The last election aside, Mr Norton has spent his energies on accusing the government of discrimination against Africans. It is not that this discrimination does not exist in some places or in relation to contracts, for instance, it is just that his party has not systematically accumulated detailed evidence to put before the public, evidence which distinguishes too what can be laid at the door of central government and what occurs at a much lower unofficial level. The latter might theoretically occur in the case of handouts, for example.   Can we expect a more effective opposition this year? So far it does not look as if that can be guaranteed. One thing there is ample evidence for is the refusal of the government in general and President Irfaan Ali in particular to deal with the opposition, even where the Constitution requires it.

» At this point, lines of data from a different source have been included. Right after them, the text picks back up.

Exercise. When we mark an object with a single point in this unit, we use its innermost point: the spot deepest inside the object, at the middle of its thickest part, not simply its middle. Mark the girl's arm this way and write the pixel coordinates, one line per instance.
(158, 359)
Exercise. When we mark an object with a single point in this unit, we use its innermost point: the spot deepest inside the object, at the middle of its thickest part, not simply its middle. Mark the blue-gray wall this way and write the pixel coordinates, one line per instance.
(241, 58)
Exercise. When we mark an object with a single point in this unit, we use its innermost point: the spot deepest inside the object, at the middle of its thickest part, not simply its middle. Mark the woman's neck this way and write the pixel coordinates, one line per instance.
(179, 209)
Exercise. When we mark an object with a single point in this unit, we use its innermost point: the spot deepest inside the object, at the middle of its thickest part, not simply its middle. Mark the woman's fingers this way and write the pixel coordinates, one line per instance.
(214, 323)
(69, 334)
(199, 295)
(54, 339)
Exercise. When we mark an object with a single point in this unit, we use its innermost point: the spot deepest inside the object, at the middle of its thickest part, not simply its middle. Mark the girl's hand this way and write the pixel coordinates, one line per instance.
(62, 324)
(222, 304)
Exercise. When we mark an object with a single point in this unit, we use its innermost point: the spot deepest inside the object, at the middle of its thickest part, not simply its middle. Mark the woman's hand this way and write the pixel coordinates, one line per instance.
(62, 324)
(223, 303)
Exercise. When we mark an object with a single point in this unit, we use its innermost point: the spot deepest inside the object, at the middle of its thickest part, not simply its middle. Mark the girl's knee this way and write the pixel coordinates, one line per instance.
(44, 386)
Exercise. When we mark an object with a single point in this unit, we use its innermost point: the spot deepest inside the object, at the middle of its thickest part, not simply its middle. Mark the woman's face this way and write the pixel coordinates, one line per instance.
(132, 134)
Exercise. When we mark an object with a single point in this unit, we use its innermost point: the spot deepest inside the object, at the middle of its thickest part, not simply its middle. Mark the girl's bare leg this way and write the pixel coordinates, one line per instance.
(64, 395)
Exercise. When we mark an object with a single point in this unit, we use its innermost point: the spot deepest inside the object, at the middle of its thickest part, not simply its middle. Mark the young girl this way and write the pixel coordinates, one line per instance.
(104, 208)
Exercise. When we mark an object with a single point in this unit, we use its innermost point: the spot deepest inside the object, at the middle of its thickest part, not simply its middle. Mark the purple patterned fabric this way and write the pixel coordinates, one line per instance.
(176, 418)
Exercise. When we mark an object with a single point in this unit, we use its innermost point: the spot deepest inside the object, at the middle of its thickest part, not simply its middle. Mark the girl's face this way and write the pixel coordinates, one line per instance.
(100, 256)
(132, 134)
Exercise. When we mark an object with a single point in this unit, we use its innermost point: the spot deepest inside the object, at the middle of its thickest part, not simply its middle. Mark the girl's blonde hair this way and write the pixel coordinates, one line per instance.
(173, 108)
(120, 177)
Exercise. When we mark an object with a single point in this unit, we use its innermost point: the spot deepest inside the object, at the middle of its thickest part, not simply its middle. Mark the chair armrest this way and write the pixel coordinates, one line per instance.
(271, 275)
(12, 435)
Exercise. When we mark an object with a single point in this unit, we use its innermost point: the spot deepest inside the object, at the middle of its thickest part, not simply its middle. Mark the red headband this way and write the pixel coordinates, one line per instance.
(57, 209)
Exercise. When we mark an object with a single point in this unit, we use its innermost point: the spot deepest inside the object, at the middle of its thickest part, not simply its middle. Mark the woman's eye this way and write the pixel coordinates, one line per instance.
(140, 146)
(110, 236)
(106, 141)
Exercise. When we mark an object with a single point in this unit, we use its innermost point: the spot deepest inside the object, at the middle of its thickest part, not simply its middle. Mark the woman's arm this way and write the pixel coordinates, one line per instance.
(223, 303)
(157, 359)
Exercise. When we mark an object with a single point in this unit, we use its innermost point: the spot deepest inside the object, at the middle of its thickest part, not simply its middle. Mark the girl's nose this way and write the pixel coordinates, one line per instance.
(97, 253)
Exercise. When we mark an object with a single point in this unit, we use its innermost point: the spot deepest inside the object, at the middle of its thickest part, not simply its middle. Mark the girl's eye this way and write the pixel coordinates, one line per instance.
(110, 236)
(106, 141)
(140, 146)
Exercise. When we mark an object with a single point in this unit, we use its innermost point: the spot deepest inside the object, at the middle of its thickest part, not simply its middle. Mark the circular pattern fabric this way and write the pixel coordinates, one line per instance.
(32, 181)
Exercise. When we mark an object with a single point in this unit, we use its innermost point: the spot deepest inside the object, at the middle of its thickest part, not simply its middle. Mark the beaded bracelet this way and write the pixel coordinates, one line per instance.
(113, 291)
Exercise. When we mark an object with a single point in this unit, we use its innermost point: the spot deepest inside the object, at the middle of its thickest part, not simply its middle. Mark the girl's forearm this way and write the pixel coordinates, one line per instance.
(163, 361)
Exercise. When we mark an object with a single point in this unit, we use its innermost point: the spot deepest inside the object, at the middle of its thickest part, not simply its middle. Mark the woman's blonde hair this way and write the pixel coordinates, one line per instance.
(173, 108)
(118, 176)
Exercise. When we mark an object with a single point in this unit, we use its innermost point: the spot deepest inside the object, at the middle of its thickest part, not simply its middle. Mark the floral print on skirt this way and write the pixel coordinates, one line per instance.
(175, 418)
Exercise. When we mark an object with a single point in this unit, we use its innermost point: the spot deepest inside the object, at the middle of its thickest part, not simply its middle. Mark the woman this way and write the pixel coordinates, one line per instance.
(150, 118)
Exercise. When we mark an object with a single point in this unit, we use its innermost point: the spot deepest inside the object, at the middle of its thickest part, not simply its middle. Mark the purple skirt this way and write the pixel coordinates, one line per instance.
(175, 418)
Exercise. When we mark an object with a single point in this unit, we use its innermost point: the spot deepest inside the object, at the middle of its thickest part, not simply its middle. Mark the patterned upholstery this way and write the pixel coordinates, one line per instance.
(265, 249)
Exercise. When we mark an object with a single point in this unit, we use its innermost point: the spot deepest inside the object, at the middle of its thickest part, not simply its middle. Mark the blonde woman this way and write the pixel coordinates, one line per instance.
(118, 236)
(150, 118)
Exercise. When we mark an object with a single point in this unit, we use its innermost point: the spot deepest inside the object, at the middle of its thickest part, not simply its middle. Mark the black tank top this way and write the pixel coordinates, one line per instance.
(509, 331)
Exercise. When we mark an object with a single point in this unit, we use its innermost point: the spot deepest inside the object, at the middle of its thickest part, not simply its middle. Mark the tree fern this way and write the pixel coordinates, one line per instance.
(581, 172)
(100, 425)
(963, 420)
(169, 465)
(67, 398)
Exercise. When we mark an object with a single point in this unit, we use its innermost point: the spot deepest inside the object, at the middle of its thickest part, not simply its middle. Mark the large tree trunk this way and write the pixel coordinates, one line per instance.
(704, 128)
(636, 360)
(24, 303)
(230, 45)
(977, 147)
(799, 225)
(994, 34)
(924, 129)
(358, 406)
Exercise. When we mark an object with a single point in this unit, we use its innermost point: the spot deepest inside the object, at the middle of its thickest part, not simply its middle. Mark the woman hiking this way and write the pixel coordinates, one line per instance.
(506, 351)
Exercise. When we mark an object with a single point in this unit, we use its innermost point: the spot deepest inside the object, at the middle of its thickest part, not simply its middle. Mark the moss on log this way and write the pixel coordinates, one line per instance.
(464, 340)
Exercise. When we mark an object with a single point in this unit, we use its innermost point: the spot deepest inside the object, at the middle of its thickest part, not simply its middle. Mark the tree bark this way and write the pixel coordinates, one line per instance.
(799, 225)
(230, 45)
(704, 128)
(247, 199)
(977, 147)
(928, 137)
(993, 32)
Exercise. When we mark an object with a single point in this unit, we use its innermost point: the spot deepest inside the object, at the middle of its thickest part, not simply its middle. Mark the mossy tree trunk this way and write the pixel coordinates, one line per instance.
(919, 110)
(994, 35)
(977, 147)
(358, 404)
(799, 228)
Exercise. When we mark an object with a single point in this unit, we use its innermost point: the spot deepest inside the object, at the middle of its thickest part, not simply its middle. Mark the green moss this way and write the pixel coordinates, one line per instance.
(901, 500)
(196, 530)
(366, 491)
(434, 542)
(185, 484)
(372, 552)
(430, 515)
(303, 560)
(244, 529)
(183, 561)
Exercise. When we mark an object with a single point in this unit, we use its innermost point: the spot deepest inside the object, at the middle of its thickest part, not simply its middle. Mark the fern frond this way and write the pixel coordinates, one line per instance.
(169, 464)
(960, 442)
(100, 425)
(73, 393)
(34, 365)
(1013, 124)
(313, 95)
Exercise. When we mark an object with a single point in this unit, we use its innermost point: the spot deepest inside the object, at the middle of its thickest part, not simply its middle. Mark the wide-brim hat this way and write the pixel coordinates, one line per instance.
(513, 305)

In Parliament it avoids sending Bills to Select Committee, one of the mechanisms for inclusiveness, and after using its majority to change the quorum requirements of the Public Accounts Committee so it cannot meet without a PPP/C member present, that committee has hardly met since. Will the PAC meet any time soon in 2023? We wait to see.  And will the government start recognising the importance of Select Committees? That too is by no means certain.

One thing it will cheerfully do in 2023 is arrange meetings about reform of the Constitution. This has more importance for the opposition than it does for the government, but nothing has been heard from the former on the subject, despite the fact the whole exercise is in their interest. It is true they do not have the talent in the party they used to have, but there are many resources even outside APNU they can call upon for possible approaches. What they cannot afford is to be scrambling to reply to the PPP/C at the last minute; they need to have developed a rational draft taking into account public inputs, as well as one which can be defended, all of which takes time. They should not waste this year.    The President’s mantra is ‘One Guyana’, a slogan which he tosses about with great abandon, even if he won’t meet the Leader of the Opposition. He will meet African residents of NDCs, but not those they have voted into office. There is every reason to suppose he will not change his style this year, just as there is every reason to suppose he will get no more traction from this method than previous PPP governments did in the past.

And finally, after more than two-and-a-half years of procrastinating will President Ali call in the Leader of the Opposition in 2023 with a view to appointing a Chancellor and Chief Justice?